BREE BOYCE, MISS SOUTH CAROLINA: Thank you, Joy. I`m so excited to be with you.

BEHAR: Quite an accomplishment. How did you lose all that weight? Tell our audience how you did it.

BOYCE: Before I answer that, on behalf of the Miss America family, I wanted to thank you for doing a job well done at Miss America last year judging. So we were just excited to have you there last year.

But I lost the weight the good old-fashioned way. I wanted to get healthy. I went to the doctor and I had been having many knee problems, and he just looked at me and he told me it has to come off, the weight has to come off. Your body cannot take it. And I`m only 17 years old sitting in a doctor`s office having this horrific conversation as a teen. And I knew at that moment I wanted to make a change, so I made a change for the good. And I educated myself and I learned all of the nutritious facts that I needed to know and physical activity part of it.

It`s just so important. And I think people need to make sure that they`re getting fun and exciting exercises in because you don`t want to feel the need that, oh, here comes another day at the gym. It must be exciting and fun and something that you enjoy to do to keep up with it for the rest of your life.

BEHAR: That`s true. You have to like a sport of some sort, which I don`t.

BOYCE: Yes. I love zumba (ph). It`s a dance class. I can`t dance, Joy, but I do love -- I love to pretend like I know how to dance.

BEHAR: How about bowling? I think I could bowl. Should I try bowling? What do you think?

BOYCE: Yes, you could bowl. Yes, I definitely think you should take it up.

BEHAR: What do you make of this suggestion by this Harvard pediatric professor that says that severely overweight kids should be taken away from their parents for their own safety? What do you make of that?

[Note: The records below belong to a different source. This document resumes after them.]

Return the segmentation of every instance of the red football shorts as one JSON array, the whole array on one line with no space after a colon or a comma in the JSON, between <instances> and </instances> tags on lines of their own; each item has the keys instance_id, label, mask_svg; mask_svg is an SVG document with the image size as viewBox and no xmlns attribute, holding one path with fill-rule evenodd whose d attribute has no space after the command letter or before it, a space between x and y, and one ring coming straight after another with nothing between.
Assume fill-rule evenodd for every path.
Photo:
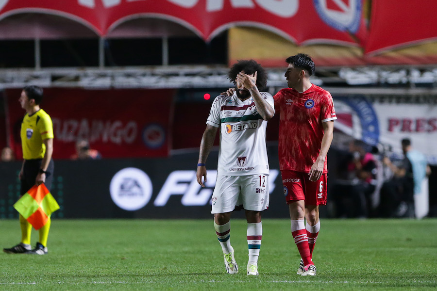
<instances>
[{"instance_id":1,"label":"red football shorts","mask_svg":"<svg viewBox=\"0 0 437 291\"><path fill-rule=\"evenodd\" d=\"M281 171L284 194L287 204L305 200L307 205L326 205L328 194L328 174L323 174L316 182L309 180L308 173L289 170Z\"/></svg>"}]
</instances>

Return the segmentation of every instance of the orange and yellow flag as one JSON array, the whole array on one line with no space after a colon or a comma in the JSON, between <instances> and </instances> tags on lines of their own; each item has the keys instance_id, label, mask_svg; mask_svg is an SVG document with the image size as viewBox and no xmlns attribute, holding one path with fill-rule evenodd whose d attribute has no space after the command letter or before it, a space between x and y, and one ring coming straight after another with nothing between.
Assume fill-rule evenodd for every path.
<instances>
[{"instance_id":1,"label":"orange and yellow flag","mask_svg":"<svg viewBox=\"0 0 437 291\"><path fill-rule=\"evenodd\" d=\"M59 205L46 185L34 185L14 204L14 208L36 229L45 225Z\"/></svg>"}]
</instances>

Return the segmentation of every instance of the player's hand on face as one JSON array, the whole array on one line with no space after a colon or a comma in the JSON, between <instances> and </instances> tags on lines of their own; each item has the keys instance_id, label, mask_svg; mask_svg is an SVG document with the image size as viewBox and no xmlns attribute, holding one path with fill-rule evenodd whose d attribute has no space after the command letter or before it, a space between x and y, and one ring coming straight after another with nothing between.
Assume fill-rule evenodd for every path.
<instances>
[{"instance_id":1,"label":"player's hand on face","mask_svg":"<svg viewBox=\"0 0 437 291\"><path fill-rule=\"evenodd\" d=\"M205 166L199 166L197 167L197 172L196 173L196 178L197 178L197 182L202 187L205 188L203 181L202 181L202 177L204 177L204 181L206 182L206 167Z\"/></svg>"},{"instance_id":2,"label":"player's hand on face","mask_svg":"<svg viewBox=\"0 0 437 291\"><path fill-rule=\"evenodd\" d=\"M234 95L234 92L235 92L235 88L230 88L226 91L225 92L221 92L220 93L220 95L227 95L228 96L232 96Z\"/></svg>"},{"instance_id":3,"label":"player's hand on face","mask_svg":"<svg viewBox=\"0 0 437 291\"><path fill-rule=\"evenodd\" d=\"M253 75L247 75L243 72L240 72L237 75L236 80L242 84L247 89L249 89L256 83L256 76L258 72L255 72Z\"/></svg>"}]
</instances>

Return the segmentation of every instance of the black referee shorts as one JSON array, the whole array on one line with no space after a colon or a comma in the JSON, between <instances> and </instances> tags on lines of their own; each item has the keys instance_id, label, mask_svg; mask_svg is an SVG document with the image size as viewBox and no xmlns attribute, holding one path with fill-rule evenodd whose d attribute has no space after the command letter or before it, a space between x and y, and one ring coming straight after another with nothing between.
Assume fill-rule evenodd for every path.
<instances>
[{"instance_id":1,"label":"black referee shorts","mask_svg":"<svg viewBox=\"0 0 437 291\"><path fill-rule=\"evenodd\" d=\"M35 180L38 175L38 172L41 168L42 159L35 160L25 160L23 166L23 177L21 178L21 187L20 194L23 195L31 188L35 185ZM51 181L53 180L53 171L54 169L54 163L53 160L50 161L49 167L46 173L46 182L44 185L50 191L51 187Z\"/></svg>"}]
</instances>

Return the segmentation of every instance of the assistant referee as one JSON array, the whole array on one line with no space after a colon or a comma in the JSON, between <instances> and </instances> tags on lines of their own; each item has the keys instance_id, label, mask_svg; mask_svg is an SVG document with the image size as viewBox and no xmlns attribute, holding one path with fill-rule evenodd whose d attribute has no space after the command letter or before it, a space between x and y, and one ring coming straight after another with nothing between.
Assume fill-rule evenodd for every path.
<instances>
[{"instance_id":1,"label":"assistant referee","mask_svg":"<svg viewBox=\"0 0 437 291\"><path fill-rule=\"evenodd\" d=\"M43 183L50 190L54 166L51 159L53 153L53 123L48 114L39 104L42 99L43 89L37 86L25 87L18 101L26 110L21 123L20 136L24 161L18 178L21 181L20 194L25 194L35 184ZM39 229L39 240L34 249L31 246L32 226L20 215L21 241L11 248L3 251L10 254L45 255L47 253L47 238L50 219Z\"/></svg>"}]
</instances>

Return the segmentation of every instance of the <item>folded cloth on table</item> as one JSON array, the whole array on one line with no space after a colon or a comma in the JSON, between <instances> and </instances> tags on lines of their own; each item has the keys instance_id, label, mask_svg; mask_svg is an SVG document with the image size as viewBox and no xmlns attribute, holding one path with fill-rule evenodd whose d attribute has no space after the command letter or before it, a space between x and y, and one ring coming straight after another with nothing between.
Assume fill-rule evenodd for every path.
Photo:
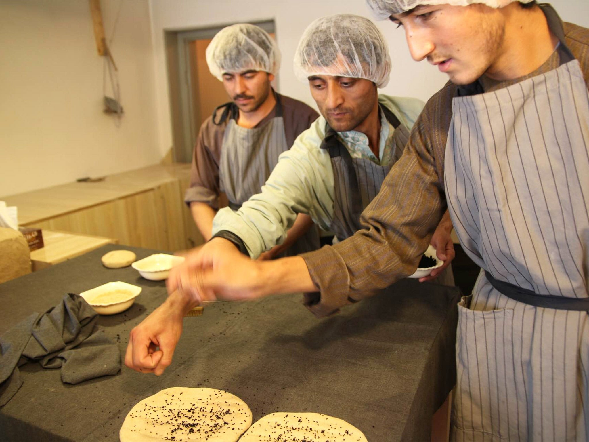
<instances>
[{"instance_id":1,"label":"folded cloth on table","mask_svg":"<svg viewBox=\"0 0 589 442\"><path fill-rule=\"evenodd\" d=\"M121 370L118 346L96 322L98 315L78 295L69 293L45 313L34 313L0 337L0 407L22 385L18 367L38 361L61 368L61 380L78 384Z\"/></svg>"}]
</instances>

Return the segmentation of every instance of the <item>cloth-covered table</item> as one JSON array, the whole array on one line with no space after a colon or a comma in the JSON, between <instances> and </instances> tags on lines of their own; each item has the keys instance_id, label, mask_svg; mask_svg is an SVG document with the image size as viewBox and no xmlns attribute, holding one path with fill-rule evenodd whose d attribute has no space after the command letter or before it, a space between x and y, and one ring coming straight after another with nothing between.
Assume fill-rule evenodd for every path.
<instances>
[{"instance_id":1,"label":"cloth-covered table","mask_svg":"<svg viewBox=\"0 0 589 442\"><path fill-rule=\"evenodd\" d=\"M155 250L107 245L0 284L0 334L68 292L110 281L143 291L128 310L98 324L124 355L129 332L166 298L164 282L100 258L117 249L140 259ZM28 364L22 387L0 408L2 440L116 441L138 401L171 387L224 390L254 421L274 411L313 411L348 421L369 441L429 440L433 413L455 380L458 289L399 281L378 295L317 319L300 294L207 304L184 319L172 365L160 377L123 367L72 385L58 370Z\"/></svg>"}]
</instances>

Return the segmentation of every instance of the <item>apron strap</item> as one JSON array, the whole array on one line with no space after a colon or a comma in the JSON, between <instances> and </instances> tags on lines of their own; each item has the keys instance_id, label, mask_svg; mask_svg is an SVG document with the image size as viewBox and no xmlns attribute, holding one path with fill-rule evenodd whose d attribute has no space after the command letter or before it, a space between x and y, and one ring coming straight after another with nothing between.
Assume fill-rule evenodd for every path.
<instances>
[{"instance_id":1,"label":"apron strap","mask_svg":"<svg viewBox=\"0 0 589 442\"><path fill-rule=\"evenodd\" d=\"M379 108L382 110L385 114L385 118L386 118L386 121L391 123L393 128L396 129L401 126L401 123L399 121L399 118L396 117L390 109L388 108L386 106L380 105L379 105ZM321 143L320 148L327 150L329 152L330 158L341 157L342 160L343 160L348 171L348 176L349 177L350 185L352 187L350 189L352 210L355 213L361 212L363 210L362 198L360 194L360 189L358 187L358 177L356 174L356 169L354 169L354 163L352 160L352 156L348 151L346 146L337 138L337 133L330 127L328 126L327 127L327 132L325 133L325 137Z\"/></svg>"},{"instance_id":2,"label":"apron strap","mask_svg":"<svg viewBox=\"0 0 589 442\"><path fill-rule=\"evenodd\" d=\"M575 60L575 56L573 55L571 50L567 46L565 41L564 29L562 28L562 22L558 17L558 14L554 10L554 8L547 3L542 3L538 5L542 12L544 12L546 17L546 22L548 25L550 32L554 34L558 41L560 44L556 48L560 56L560 64L563 65ZM458 86L456 89L456 94L457 97L468 97L473 95L484 93L482 87L478 80L475 80L470 84L465 84Z\"/></svg>"},{"instance_id":3,"label":"apron strap","mask_svg":"<svg viewBox=\"0 0 589 442\"><path fill-rule=\"evenodd\" d=\"M546 21L548 24L548 29L550 31L557 36L560 44L557 48L558 55L560 55L561 65L568 63L575 60L575 56L567 46L567 42L564 39L564 29L562 28L562 22L558 17L558 14L550 5L547 3L539 4L538 6L542 9L542 12L546 16Z\"/></svg>"},{"instance_id":4,"label":"apron strap","mask_svg":"<svg viewBox=\"0 0 589 442\"><path fill-rule=\"evenodd\" d=\"M222 108L224 108L223 111L223 113L221 114L220 117L219 117L219 120L218 121L215 121L215 117L217 116L217 111ZM219 126L223 124L225 121L227 121L227 118L230 119L237 120L237 117L239 116L239 108L236 105L235 103L233 101L230 101L229 103L226 103L224 104L221 104L220 106L217 106L215 110L213 111L213 124L215 126Z\"/></svg>"},{"instance_id":5,"label":"apron strap","mask_svg":"<svg viewBox=\"0 0 589 442\"><path fill-rule=\"evenodd\" d=\"M485 271L485 276L497 291L519 302L535 307L589 312L589 298L566 298L554 295L538 295L531 290L496 279L487 271Z\"/></svg>"}]
</instances>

BOYCE: Well, I think that is completely crazy, because as humans, we should take responsibility for ourselves and for our children. Our school systems should take responsibility as well, because the things that they`re feeding our kids are horrific. There are things that kids are eating that are so high in caloric intake that they`re not getting enough physical activity to burn it off. And so many processed foods, and the schools aren`t really taking notice of that.

But kids are in school eight hours a day. They should be aware of what they`re feeding the kids and how they`re educating them on their health.

BEHAR: Absolutely right.

BOYCE: Just like math and science, they`re taking that through the rest of their lives, and health is a big, important issue that kids should be educated on.

BEHAR: Yes, I think so. And I think it`s a little bit severe to be taking kids away from their families. Thank you very much. Again, congratulations to you, Bree.

BOYCE: Thank you so much, Joy. Thank you.

BEHAR: OK. Thank you all for watching. Good night, everybody.